When adapting the layer in "tf_idf" mode, each input sample will be considered a document, and IDF weight per token will be calculated as log(1 + num_documents / (1 + token_document_count)).

Inverse lookup

This example demonstrates how to map indices to strings using this layer. (You can also use adapt() with inverse=True, but for simplicity we'll pass the vocab in this example.)

>>> vocab = ["a", "b", "c", "d"]
>>> data = tf.constant([[1, 3, 4], [4, 0, 2]])
>>> layer = tf.keras.layers.StringLookup(vocabulary=vocab, invert=True)
>>> layer(data)
<tf.Tensor: shape=(2, 3), dtype=string, numpy=
array([[b'a', b'c', b'd'],
       [b'd', b'[UNK]', b'b']], dtype=object)>

Note that the first index correspond to the oov token by default.

Forward and inverse lookup pairs

This example demonstrates how to use the vocabulary of a standard lookup layer to create an inverse lookup layer.

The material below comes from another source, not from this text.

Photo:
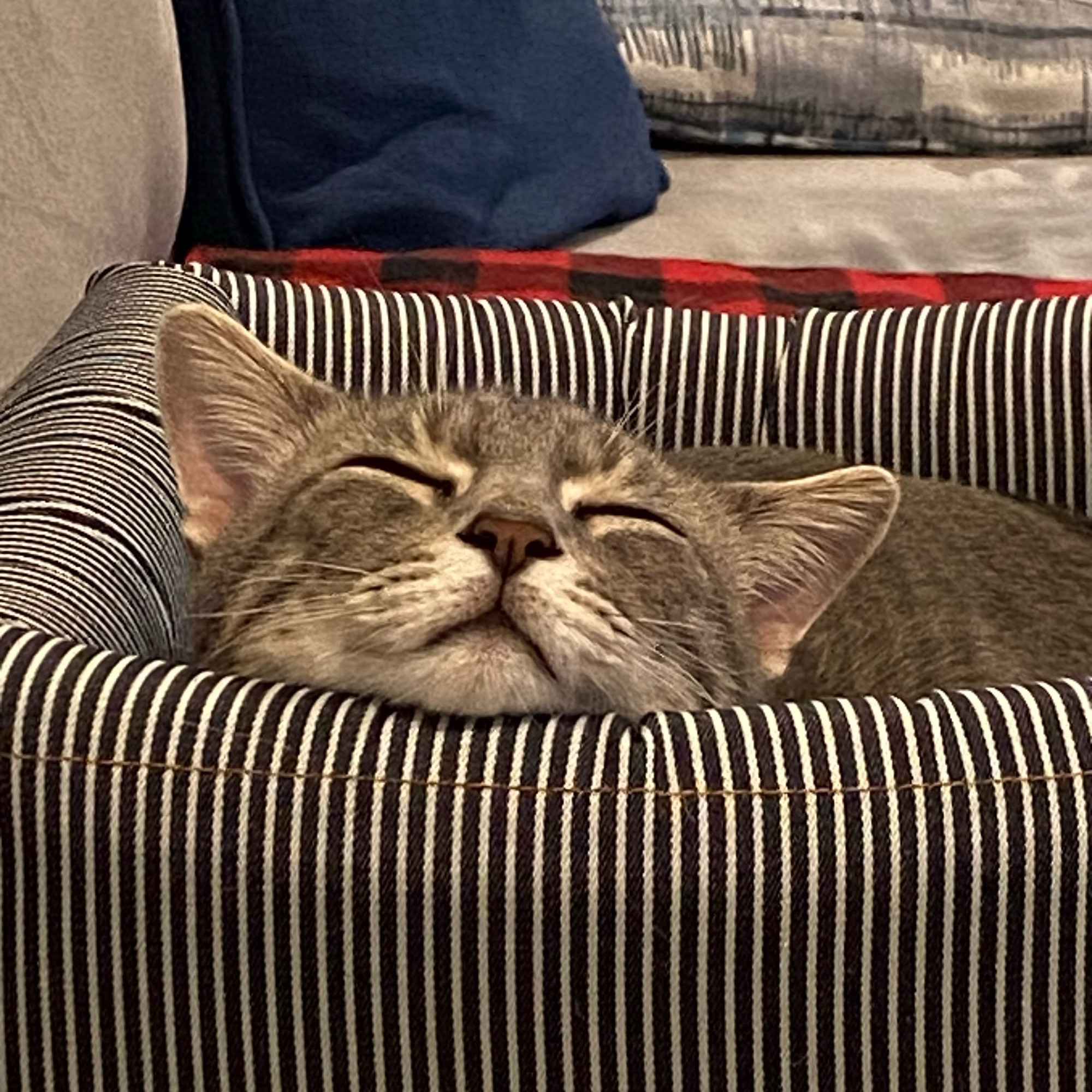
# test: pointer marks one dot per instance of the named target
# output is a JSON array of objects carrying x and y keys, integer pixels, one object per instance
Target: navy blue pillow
[{"x": 408, "y": 124}]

>>> vocab = ["a", "b", "c", "d"]
>>> data = tf.constant([["a", "c", "d"], ["d", "z", "b"]])
>>> layer = tf.keras.layers.StringLookup(vocabulary=vocab)
>>> i_layer = tf.keras.layers.StringLookup(vocabulary=vocab, invert=True)
>>> int_data = layer(data)
>>> i_layer(int_data)
<tf.Tensor: shape=(2, 3), dtype=string, numpy=
array([[b'a', b'c', b'd'],
       [b'd', b'[UNK]', b'b']], dtype=object)>

In this example, the input value "z" resulted in an output of "[UNK]", since 1000 was not in the vocabulary - it got represented as an OOV, and all OOV values are returned as "[UNK]" in the inverse layer. Also, note that for the inverse to work, you must have already set the forward layer vocabulary either directly or via adapt() before calling get_vocabulary().